Hence \(\dfrac{y}{x^2}=\dfrac{e^{-x/2}(A\sin 4x+B\cos 4x)}{x^2}+1+\dfrac{1}{x^2}\), so \(\dfrac{y}{x^2}\to 1\) as \(x\to\infty\), whatever the initial conditions.

We first solve the homogeneous equation

\(4y''+4y'+65y=0\).

Try a solution of the form \(y=e^{rx}\). This gives the auxiliary equation

\(4r^2+4r+65=0\).

So

\(r=\dfrac{-4\pm\sqrt{16-1040}}{8}=\dfrac{-4\pm\sqrt{-1024}}{8}=\dfrac{-4\pm 32i}{8}=-\dfrac12\pm 4i\).

Therefore the complementary function is

\(y_c=e^{-x/2}(A\sin 4x+B\cos 4x)\).

Now find a particular integral. Since the right-hand side is a quadratic, try

\(y_p=ax^2+bx+c\).

Then \(y_p'=2ax+b\) and \(y_p''=2a\).

Substitute into the differential equation:

\(4(2a)+4(2ax+b)+65(ax^2+bx+c)=65x^2+8x+73\).

Collecting coefficients gives

\(65a\,x^2+(8a+65b)x+(8a+4b+65c)=65x^2+8x+73\).

Equating coefficients:

\(65a=65\Rightarrow a=1\),

\(8a+65b=8\Rightarrow 8+65b=8\Rightarrow b=0\),

\(8a+4b+65c=73\Rightarrow 8+65c=73\Rightarrow c=1\).

So a particular integral is \(y_p=x^2+1\).

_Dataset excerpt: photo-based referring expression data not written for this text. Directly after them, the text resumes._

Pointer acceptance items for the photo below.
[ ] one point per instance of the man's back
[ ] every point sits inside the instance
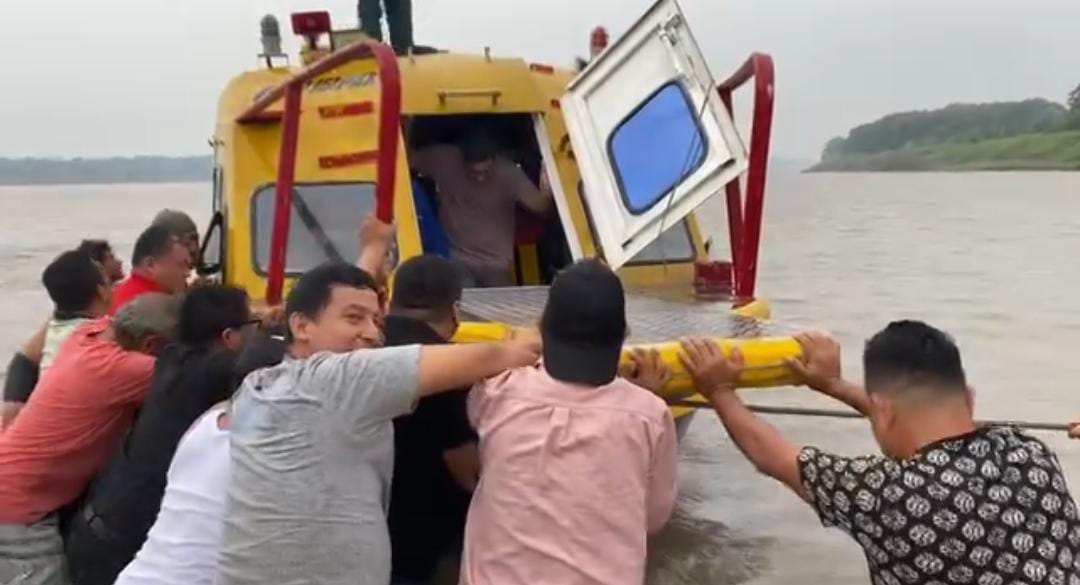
(126, 494)
(73, 421)
(312, 458)
(181, 548)
(574, 478)
(988, 507)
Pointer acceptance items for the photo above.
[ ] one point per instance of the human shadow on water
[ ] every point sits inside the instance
(696, 551)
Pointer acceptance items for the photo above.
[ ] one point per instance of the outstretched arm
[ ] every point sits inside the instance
(715, 377)
(448, 367)
(820, 369)
(535, 199)
(23, 371)
(375, 241)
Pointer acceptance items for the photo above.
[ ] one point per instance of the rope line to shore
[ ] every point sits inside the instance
(833, 413)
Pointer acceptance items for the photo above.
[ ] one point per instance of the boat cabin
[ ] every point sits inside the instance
(633, 144)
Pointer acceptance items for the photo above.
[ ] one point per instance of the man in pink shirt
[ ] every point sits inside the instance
(73, 421)
(578, 463)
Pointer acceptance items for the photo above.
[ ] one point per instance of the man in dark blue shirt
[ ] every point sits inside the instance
(435, 461)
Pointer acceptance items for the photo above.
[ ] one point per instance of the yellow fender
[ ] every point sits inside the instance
(765, 357)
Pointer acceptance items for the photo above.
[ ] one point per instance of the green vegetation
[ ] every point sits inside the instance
(1030, 135)
(104, 171)
(1048, 151)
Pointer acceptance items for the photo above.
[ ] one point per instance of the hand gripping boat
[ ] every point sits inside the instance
(633, 144)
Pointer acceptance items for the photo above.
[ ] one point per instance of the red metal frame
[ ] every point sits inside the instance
(744, 218)
(292, 91)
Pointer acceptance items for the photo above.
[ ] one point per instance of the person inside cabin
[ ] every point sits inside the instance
(477, 192)
(180, 226)
(100, 250)
(578, 461)
(160, 263)
(72, 423)
(312, 437)
(948, 501)
(80, 291)
(399, 21)
(184, 543)
(190, 377)
(436, 464)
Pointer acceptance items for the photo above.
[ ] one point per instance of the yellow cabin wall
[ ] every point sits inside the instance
(248, 153)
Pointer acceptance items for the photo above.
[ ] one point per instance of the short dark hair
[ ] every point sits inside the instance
(428, 284)
(210, 310)
(72, 281)
(154, 242)
(95, 248)
(312, 291)
(478, 146)
(910, 352)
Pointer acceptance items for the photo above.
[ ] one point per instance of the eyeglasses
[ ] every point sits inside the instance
(241, 325)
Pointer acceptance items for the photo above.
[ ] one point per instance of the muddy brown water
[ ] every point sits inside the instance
(993, 258)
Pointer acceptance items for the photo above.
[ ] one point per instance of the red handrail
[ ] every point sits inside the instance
(292, 91)
(744, 219)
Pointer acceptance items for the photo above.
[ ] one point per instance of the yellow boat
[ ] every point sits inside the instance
(633, 144)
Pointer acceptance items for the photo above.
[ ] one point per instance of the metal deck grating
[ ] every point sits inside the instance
(651, 320)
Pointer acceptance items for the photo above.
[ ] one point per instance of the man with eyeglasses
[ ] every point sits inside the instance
(190, 377)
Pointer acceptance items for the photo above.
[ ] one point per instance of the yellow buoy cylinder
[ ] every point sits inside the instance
(765, 357)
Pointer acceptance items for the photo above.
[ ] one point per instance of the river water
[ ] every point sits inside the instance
(991, 258)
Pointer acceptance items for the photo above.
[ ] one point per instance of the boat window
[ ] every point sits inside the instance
(656, 147)
(674, 245)
(322, 226)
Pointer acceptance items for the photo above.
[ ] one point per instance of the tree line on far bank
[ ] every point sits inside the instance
(957, 123)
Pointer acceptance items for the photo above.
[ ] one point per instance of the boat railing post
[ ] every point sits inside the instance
(389, 134)
(744, 218)
(283, 199)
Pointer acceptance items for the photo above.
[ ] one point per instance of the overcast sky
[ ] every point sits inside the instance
(94, 78)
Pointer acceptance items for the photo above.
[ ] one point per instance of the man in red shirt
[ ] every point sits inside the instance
(159, 264)
(73, 421)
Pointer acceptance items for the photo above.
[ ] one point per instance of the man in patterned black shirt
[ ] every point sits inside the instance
(949, 502)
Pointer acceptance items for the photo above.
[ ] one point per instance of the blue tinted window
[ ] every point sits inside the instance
(656, 148)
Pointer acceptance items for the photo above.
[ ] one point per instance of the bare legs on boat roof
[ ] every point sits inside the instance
(399, 19)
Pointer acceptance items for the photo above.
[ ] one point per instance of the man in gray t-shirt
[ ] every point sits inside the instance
(478, 190)
(312, 437)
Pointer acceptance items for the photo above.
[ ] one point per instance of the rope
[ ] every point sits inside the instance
(832, 413)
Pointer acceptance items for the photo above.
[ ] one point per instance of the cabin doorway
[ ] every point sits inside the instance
(540, 245)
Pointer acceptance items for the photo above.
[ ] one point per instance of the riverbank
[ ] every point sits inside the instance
(1044, 151)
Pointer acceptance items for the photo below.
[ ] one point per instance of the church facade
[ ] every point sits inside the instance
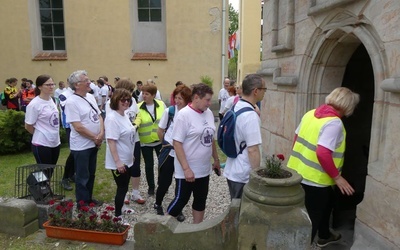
(311, 47)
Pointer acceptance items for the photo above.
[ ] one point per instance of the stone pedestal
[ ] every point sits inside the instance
(272, 214)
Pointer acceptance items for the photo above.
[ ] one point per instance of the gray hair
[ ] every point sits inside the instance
(75, 77)
(250, 82)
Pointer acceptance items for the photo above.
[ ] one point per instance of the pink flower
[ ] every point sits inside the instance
(280, 157)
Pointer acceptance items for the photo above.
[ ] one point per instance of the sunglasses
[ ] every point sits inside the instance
(125, 100)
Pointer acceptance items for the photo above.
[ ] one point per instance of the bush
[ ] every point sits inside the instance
(14, 138)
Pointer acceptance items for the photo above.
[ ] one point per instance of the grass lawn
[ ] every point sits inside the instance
(104, 188)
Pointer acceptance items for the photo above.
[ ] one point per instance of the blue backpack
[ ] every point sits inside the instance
(226, 133)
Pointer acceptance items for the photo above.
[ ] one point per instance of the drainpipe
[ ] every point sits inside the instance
(223, 42)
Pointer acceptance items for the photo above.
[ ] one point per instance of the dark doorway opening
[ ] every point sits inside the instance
(359, 78)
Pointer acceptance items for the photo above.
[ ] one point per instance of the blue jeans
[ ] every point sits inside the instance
(85, 169)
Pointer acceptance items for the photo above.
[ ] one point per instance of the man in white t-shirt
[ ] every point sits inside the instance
(87, 132)
(247, 130)
(223, 95)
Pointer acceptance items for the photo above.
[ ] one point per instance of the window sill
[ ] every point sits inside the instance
(51, 56)
(149, 56)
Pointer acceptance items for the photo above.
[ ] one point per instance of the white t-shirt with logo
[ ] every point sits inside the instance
(247, 128)
(120, 129)
(196, 131)
(223, 95)
(78, 110)
(44, 117)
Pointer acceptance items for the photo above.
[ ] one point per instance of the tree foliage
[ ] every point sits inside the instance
(233, 27)
(233, 20)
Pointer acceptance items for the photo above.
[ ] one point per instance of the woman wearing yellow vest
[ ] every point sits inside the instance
(318, 154)
(150, 112)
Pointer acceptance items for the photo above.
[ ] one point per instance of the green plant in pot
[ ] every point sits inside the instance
(273, 168)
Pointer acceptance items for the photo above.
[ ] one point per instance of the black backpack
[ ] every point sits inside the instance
(226, 132)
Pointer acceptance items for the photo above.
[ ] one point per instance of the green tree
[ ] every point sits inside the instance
(233, 27)
(233, 20)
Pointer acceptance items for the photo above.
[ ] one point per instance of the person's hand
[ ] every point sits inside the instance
(217, 167)
(344, 186)
(189, 175)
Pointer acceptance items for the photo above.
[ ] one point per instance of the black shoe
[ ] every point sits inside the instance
(65, 184)
(159, 209)
(96, 203)
(334, 237)
(180, 217)
(72, 178)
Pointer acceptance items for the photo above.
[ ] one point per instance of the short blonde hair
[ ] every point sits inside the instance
(343, 99)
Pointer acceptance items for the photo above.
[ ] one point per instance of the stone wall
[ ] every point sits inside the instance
(302, 71)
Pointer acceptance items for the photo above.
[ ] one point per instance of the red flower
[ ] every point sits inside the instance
(280, 157)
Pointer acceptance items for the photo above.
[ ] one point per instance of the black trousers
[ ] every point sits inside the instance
(319, 203)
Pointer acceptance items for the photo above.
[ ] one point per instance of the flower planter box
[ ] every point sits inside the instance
(85, 235)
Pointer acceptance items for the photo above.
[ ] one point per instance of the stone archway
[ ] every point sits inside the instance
(330, 64)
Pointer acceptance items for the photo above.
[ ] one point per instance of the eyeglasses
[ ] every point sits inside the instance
(125, 100)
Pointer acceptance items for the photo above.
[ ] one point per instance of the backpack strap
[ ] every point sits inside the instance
(171, 114)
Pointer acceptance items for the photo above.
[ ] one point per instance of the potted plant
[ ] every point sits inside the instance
(272, 209)
(87, 225)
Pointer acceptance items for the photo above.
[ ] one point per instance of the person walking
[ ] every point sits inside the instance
(248, 132)
(87, 132)
(42, 121)
(318, 154)
(134, 171)
(182, 96)
(194, 145)
(150, 112)
(120, 136)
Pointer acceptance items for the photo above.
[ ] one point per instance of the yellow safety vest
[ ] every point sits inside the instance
(304, 157)
(148, 125)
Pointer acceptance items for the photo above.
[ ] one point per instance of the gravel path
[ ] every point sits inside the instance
(217, 202)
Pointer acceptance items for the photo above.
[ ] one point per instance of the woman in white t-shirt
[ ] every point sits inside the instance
(42, 121)
(134, 171)
(182, 96)
(120, 135)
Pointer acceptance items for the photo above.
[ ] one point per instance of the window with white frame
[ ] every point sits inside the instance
(52, 25)
(149, 11)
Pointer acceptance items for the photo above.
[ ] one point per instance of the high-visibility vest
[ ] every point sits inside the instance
(148, 125)
(304, 157)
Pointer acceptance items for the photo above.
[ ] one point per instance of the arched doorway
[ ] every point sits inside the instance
(358, 77)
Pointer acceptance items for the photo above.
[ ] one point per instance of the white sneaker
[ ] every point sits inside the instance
(123, 221)
(127, 210)
(136, 197)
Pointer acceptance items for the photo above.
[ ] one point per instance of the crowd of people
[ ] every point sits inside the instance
(135, 123)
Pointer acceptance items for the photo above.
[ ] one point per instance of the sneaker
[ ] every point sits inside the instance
(151, 191)
(159, 209)
(127, 210)
(126, 200)
(65, 184)
(123, 221)
(96, 203)
(334, 237)
(137, 198)
(180, 217)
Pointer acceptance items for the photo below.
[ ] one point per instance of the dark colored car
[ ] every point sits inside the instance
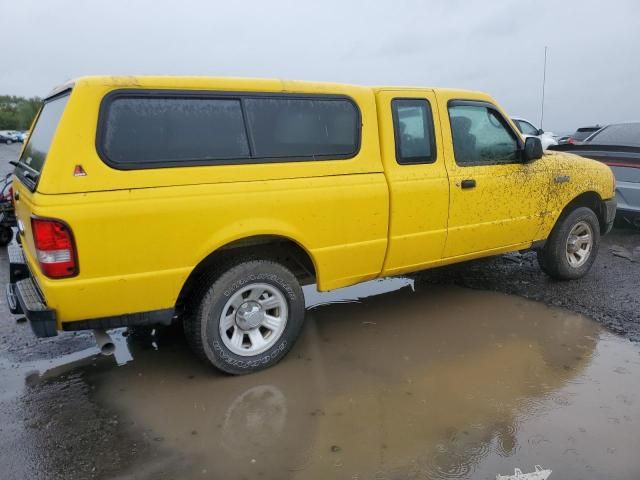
(580, 135)
(617, 145)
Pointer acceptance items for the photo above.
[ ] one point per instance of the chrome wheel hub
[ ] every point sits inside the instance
(253, 319)
(249, 315)
(579, 244)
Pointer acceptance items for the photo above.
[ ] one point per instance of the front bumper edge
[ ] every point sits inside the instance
(609, 211)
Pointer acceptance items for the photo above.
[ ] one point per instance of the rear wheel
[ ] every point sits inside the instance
(572, 246)
(6, 235)
(247, 317)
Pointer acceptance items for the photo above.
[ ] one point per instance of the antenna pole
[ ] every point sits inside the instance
(544, 81)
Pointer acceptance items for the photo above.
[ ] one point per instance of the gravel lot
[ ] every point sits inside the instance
(58, 425)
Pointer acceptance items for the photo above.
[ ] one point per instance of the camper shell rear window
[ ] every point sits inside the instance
(140, 129)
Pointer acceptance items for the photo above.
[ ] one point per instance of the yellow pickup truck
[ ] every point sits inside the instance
(149, 200)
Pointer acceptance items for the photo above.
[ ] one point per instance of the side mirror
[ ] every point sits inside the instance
(532, 149)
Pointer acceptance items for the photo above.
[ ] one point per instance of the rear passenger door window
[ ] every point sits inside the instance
(413, 131)
(481, 136)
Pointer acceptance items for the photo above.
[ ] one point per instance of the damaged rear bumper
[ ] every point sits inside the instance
(24, 297)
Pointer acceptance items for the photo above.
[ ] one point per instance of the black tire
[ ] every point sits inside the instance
(552, 258)
(204, 311)
(6, 235)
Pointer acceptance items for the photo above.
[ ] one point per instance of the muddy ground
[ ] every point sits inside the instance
(402, 378)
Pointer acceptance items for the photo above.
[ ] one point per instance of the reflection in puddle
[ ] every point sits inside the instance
(432, 383)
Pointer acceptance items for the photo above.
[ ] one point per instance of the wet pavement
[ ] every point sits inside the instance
(393, 379)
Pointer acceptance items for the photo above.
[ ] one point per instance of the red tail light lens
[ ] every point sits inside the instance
(55, 248)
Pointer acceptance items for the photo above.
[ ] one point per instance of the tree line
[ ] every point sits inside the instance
(17, 113)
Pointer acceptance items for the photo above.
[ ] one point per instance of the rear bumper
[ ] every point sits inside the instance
(609, 213)
(23, 296)
(628, 196)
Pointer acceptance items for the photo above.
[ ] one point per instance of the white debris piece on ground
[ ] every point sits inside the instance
(539, 474)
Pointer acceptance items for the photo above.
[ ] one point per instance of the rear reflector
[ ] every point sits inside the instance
(55, 248)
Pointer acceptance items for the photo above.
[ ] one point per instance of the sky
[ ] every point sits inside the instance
(497, 46)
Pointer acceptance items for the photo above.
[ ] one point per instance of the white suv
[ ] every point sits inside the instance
(529, 130)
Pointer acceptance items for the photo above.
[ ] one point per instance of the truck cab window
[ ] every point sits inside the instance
(481, 136)
(526, 128)
(413, 130)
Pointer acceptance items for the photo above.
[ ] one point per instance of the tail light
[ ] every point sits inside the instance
(55, 247)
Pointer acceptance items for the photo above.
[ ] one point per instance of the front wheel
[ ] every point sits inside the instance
(572, 246)
(247, 317)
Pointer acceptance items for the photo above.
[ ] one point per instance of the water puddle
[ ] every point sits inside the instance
(393, 379)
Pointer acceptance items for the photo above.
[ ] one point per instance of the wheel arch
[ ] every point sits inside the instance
(591, 200)
(281, 248)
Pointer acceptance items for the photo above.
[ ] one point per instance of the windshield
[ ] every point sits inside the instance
(621, 134)
(35, 152)
(583, 133)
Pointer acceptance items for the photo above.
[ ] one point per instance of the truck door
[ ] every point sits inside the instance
(411, 144)
(496, 200)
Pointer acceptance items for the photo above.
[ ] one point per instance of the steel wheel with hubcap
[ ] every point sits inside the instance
(579, 243)
(246, 317)
(572, 245)
(253, 319)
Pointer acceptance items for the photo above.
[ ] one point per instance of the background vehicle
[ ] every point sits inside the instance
(617, 145)
(579, 136)
(213, 200)
(529, 130)
(12, 135)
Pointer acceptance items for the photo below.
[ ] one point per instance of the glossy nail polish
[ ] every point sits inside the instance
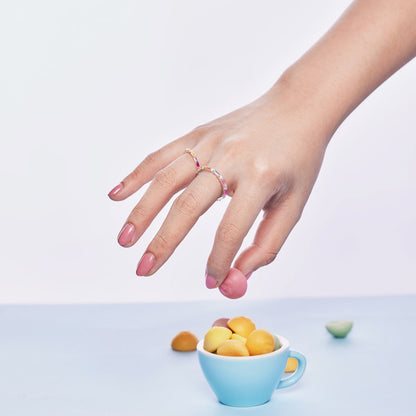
(235, 284)
(116, 190)
(126, 234)
(145, 264)
(210, 282)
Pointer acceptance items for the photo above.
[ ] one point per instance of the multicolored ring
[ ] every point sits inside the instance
(190, 152)
(219, 177)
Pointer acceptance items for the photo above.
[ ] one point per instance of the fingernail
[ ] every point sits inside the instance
(235, 284)
(210, 282)
(116, 190)
(126, 234)
(145, 264)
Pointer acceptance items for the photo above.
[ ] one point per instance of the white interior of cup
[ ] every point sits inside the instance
(283, 341)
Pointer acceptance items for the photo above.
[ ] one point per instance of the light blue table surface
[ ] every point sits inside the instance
(100, 360)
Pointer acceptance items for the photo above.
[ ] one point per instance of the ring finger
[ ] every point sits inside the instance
(165, 184)
(201, 193)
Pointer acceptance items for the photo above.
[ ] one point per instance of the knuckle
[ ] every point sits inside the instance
(228, 233)
(138, 213)
(165, 178)
(141, 170)
(187, 204)
(162, 242)
(151, 158)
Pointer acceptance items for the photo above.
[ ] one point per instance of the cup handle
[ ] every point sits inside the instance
(295, 377)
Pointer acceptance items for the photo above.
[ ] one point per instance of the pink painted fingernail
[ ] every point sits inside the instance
(210, 282)
(116, 190)
(145, 264)
(126, 234)
(235, 284)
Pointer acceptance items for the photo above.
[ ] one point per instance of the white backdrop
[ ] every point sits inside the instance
(89, 87)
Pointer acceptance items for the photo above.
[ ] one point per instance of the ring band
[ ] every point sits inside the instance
(190, 152)
(220, 178)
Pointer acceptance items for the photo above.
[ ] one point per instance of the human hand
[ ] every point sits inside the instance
(269, 153)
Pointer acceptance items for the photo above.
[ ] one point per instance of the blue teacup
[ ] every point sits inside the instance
(249, 381)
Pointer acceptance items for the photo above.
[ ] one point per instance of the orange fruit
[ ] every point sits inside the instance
(241, 325)
(259, 342)
(184, 341)
(233, 348)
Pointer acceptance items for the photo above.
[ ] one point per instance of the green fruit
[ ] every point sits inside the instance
(339, 329)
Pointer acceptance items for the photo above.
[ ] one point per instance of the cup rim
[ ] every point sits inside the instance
(283, 341)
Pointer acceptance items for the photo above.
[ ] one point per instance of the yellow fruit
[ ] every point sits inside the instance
(221, 322)
(233, 348)
(216, 336)
(184, 341)
(291, 365)
(242, 326)
(259, 342)
(239, 338)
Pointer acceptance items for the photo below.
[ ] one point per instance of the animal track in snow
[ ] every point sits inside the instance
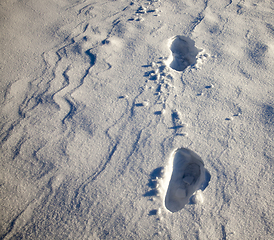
(183, 53)
(188, 176)
(142, 11)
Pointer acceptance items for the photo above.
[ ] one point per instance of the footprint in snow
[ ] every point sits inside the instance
(183, 52)
(188, 176)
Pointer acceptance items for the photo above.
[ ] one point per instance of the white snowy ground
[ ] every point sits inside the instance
(91, 113)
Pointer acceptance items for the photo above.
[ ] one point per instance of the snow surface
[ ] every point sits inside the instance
(96, 95)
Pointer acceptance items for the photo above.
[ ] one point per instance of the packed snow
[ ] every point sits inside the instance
(137, 119)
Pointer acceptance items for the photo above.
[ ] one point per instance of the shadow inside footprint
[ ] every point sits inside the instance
(153, 183)
(184, 53)
(188, 175)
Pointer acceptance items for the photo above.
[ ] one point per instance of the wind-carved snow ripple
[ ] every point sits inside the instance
(74, 76)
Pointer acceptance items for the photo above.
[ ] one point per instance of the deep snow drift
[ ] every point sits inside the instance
(97, 96)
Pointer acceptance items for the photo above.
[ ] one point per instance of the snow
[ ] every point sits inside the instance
(97, 96)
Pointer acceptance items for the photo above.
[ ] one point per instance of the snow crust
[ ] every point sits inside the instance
(97, 97)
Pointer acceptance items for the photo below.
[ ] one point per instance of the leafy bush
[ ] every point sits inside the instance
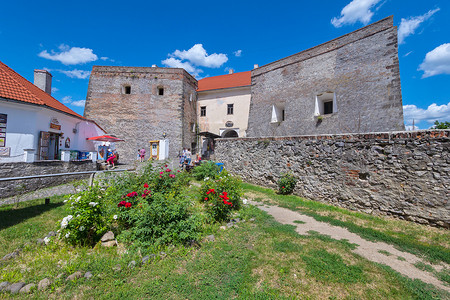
(85, 223)
(286, 184)
(207, 169)
(222, 195)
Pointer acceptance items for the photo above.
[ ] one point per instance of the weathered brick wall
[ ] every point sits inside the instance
(11, 188)
(361, 68)
(403, 174)
(143, 115)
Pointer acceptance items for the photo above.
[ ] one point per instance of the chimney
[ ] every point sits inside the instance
(43, 80)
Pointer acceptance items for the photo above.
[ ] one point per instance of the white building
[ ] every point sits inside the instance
(36, 126)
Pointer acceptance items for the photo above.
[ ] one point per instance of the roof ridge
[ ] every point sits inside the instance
(19, 83)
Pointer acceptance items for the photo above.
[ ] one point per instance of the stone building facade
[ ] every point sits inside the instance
(141, 104)
(348, 85)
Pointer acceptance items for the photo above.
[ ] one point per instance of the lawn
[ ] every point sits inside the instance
(255, 259)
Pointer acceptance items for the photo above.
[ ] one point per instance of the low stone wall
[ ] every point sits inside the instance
(11, 188)
(403, 174)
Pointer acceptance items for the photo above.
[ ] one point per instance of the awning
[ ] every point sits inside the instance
(209, 135)
(105, 138)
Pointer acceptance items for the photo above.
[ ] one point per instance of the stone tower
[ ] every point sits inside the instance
(140, 104)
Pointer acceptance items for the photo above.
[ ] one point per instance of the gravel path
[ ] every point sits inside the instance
(366, 249)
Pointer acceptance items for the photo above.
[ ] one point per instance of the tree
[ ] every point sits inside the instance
(442, 125)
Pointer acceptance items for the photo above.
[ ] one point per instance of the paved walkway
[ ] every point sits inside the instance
(366, 249)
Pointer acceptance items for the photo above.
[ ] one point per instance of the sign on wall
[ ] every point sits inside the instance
(3, 120)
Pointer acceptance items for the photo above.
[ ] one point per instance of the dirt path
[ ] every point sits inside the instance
(366, 249)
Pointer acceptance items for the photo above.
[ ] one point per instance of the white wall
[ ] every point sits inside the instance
(25, 122)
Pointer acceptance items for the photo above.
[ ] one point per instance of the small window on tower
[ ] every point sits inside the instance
(230, 109)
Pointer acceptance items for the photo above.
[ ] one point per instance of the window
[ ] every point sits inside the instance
(230, 108)
(325, 104)
(278, 114)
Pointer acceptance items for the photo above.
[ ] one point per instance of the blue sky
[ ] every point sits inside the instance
(209, 37)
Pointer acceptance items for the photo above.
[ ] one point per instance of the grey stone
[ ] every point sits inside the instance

Hence the general solution is

\(y=e^{-x/2}(A\sin 4x+B\cos 4x)+x^2+1\).

To show the limiting result, divide by \(x^2\):

\(\dfrac{y}{x^2}=e^{-x/2}\left(\dfrac{A\sin 4x+B\cos 4x}{x^2}\right)+1+\dfrac{1}{x^2}.\)

As \(x\to\infty\), the exponential term tends to \(0\), and the factor \(\dfrac{A\sin 4x+B\cos 4x}{x^2}\) is bounded in magnitude by \(\dfrac{|A|+|B|}{x^2}\), which also tends to \(0\). Also \(\dfrac{1}{x^2}\to 0\).

Therefore \(\dfrac{y}{x^2}\to 1\) as \(x\to\infty\), whatever the initial conditions.